In most conflicts you see two roles quickly appear – the accuser and the victim. As we all know, conflicts aren’t a one-sided thing – so already there’s a problem when we take on either role.
But there’s a third role that can often appear – the rescuer. I’m not talking about a mediator. I’m talking about that person who just loves to jump in at the last minute to play savior. They rarely manage their own issues but have no trouble seeing everyone else’s.
All three of these roles, while common, don’t help conflict very much. And more importantly, they don’t do much to help a team develop good and healthy routines around conflict.
What I’ve found is that there are often a lot of perspectives on what the actual problem is. So there’s no victim, no one to blame. Because we haven’t even figured out what the actual issue (or source of the problem) is.

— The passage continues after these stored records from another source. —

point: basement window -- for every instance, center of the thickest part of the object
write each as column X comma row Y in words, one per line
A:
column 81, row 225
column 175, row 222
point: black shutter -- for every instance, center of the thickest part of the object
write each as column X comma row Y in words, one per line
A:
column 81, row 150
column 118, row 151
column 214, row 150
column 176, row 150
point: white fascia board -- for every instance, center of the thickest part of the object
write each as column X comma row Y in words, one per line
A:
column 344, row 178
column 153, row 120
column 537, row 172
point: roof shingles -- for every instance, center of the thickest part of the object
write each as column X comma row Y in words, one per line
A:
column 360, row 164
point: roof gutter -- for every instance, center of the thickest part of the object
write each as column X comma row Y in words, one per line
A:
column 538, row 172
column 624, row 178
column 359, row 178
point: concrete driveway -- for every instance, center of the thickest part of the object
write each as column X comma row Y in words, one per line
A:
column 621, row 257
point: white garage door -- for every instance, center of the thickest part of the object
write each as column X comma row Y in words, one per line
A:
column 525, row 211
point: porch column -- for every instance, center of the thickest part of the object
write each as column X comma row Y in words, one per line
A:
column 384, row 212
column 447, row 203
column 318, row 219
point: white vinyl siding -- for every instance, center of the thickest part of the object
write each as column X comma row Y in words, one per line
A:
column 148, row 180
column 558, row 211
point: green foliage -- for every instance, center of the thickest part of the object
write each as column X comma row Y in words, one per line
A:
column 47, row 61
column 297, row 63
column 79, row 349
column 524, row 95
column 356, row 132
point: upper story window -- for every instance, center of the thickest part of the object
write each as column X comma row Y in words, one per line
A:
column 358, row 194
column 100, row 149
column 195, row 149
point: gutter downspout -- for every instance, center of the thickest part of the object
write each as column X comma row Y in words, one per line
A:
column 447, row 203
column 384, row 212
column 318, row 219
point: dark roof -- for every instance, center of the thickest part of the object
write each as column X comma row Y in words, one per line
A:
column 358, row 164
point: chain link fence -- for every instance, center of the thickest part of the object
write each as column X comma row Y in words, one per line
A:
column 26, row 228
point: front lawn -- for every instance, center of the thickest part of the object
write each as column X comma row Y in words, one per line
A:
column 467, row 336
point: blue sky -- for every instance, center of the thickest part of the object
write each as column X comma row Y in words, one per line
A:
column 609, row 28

You’ve heard it said before, “You can disagree without being disagreeable.”
Here’s what I’ve found helps:
- Create a shared sense of what the actual problem is.
- Create a clear articulation of the target solution.
- Instead of using the gap for blame, use it to energize and inspire people to make the needed changes to see movement and progress towards the expected result.
- Once there is agreement, walk out of the meeting joined and committed to the next steps.
This approach reduces those ineffective roles and instead places the focus on getting people on the same page (for both the problem and solution).
Amazon talks about conflict this way:
Have Backbone; Disagree and Commit
Leaders are obligated to respectfully challenge decisions when they disagree, even when doing so is uncomfortable or exhausting. Leaders have conviction and are tenacious. They do not compromise for the sake of social cohesion. Once a decision is determined, they commit wholly.
What I like about this is the acknowledgement and expectation to disagree and challenge one another.
When we value peace and comfort over the best ideas, we often stop having the best ideas.